For patients who have angina or threatening arrhythmias, it is necessary to visualize the coronary arteries by injecting a liquid (contrast medium) into a vein (Coronary AngioTAC), or in an artery in the wrist or groin (Coronarography). It can then be seen if these are obstructed or if congenital anomalies are present.

  • Electrophysiological study (SEF)

Il catheterization cardiac can also be performed to stimulate the heart and try to induce arrhythmia cardiac, to locate and observe any frequent arrhythmias (eg very frequent extrasystoles, atrial fibrillation or flutter, Sustained ventricular tachycardia). It is a rarely needed test, usually recommended in the minority of patients presenting arrhythmia frequent and / or severe or repeated fainting (Syncope). It can also be used to test the effectiveness of a Implantable Defibrillator, transvenous (T ICD) or subcutaneous (S-ICD)

  • Studies with radionuclides: Positron myocardial scintigraphy (PET) or bone tracer

La Scintigraphy with Thallium or Technetium is not indicated in patients with CM.

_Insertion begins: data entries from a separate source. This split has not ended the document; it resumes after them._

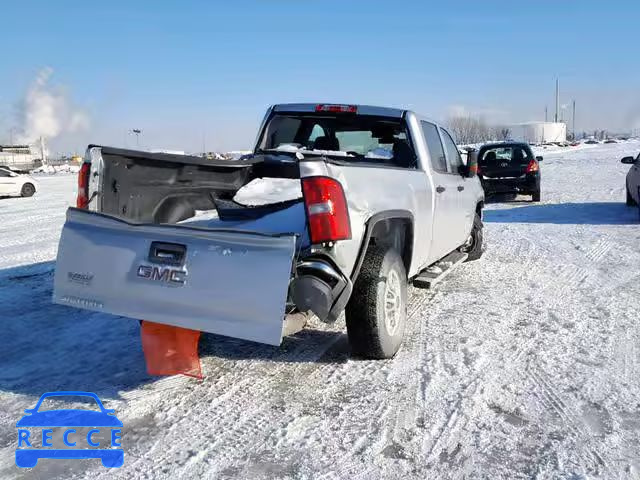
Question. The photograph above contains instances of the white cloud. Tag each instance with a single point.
(48, 111)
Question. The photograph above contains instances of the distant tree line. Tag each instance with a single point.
(469, 129)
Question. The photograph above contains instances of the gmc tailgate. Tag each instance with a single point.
(228, 282)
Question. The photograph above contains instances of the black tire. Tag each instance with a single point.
(28, 189)
(535, 197)
(630, 201)
(370, 334)
(475, 245)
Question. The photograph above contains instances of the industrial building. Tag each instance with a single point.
(19, 157)
(539, 132)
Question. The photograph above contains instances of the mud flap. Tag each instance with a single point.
(170, 350)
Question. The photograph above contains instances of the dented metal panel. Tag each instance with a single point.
(231, 282)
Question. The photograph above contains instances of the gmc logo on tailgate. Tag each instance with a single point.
(168, 275)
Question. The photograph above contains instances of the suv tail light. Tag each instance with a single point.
(82, 200)
(533, 166)
(327, 210)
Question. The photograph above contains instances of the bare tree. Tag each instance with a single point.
(469, 130)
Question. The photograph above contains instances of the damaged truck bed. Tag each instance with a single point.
(164, 238)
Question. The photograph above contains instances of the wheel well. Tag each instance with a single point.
(394, 233)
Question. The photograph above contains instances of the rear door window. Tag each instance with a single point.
(436, 151)
(453, 155)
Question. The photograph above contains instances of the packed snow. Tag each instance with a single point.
(524, 364)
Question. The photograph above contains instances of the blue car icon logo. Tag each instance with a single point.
(99, 422)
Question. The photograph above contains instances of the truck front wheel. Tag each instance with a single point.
(377, 310)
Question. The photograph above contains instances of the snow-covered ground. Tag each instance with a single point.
(525, 364)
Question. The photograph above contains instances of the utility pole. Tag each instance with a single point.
(137, 133)
(573, 122)
(557, 99)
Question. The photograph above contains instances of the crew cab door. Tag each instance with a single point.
(634, 180)
(445, 229)
(465, 203)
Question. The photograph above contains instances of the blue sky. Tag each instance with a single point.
(189, 71)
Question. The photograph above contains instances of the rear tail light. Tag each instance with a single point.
(533, 166)
(82, 201)
(337, 108)
(327, 210)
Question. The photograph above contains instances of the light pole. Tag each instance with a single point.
(137, 132)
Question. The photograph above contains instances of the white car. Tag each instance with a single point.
(12, 183)
(633, 180)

In some patients, especially with HCM ed angina, it may be useful to do a (scintigraphy myocardial with positrons, “PET") To evaluate the amount of maximal flow in the various sections of the heart, after pharmacological stimulation (usually" Dipyridamole "). Generally in patients with HCM this value is reduced, in some areas even markedly, where it has developed or is will develop the "fibrosis”, Ie a scarred area, which can be documented with RMC.

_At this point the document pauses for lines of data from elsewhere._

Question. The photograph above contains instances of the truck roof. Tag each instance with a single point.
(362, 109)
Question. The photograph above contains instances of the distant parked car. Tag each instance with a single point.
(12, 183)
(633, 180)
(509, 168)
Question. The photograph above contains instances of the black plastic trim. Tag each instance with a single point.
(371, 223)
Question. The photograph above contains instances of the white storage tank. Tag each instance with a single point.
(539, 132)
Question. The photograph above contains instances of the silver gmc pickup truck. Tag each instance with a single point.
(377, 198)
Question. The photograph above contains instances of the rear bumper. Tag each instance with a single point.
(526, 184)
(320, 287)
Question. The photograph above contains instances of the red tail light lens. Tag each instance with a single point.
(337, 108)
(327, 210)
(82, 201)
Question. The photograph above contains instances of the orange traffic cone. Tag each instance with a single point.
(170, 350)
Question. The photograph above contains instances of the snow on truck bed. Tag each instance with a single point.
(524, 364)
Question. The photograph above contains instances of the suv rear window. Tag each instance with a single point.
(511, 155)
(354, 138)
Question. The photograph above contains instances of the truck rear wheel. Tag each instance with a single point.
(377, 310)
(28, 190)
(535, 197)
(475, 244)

To distinguish one instead HCM from a'Transthyretin cardiac amyloidosis it is indicated to do one Myocardial scintigraphy with bone tracer.


What instrumental examinations should the family members of a patient with Cardiomyopathy (CM) do?

If you suspect the CM has a genetic origin, it is advisable to ascertain whether CM, even in a different or initial form, is present in first degree relatives (parents, brothers and / or sisters, children). In this case it is necessary to do both ECG than an exam "accurate" ECOCOLORDOPPLER (one of the two alone is not enough) at least every 3 years or so.

If, on the other hand, the genetic analysis has already identified the gene that caused the CM, together withECG ed ECO it is possible to search for the same gene in first degree relatives in adults. Children are usually expected to be 18 years old, unless they want to engage in competitive sports.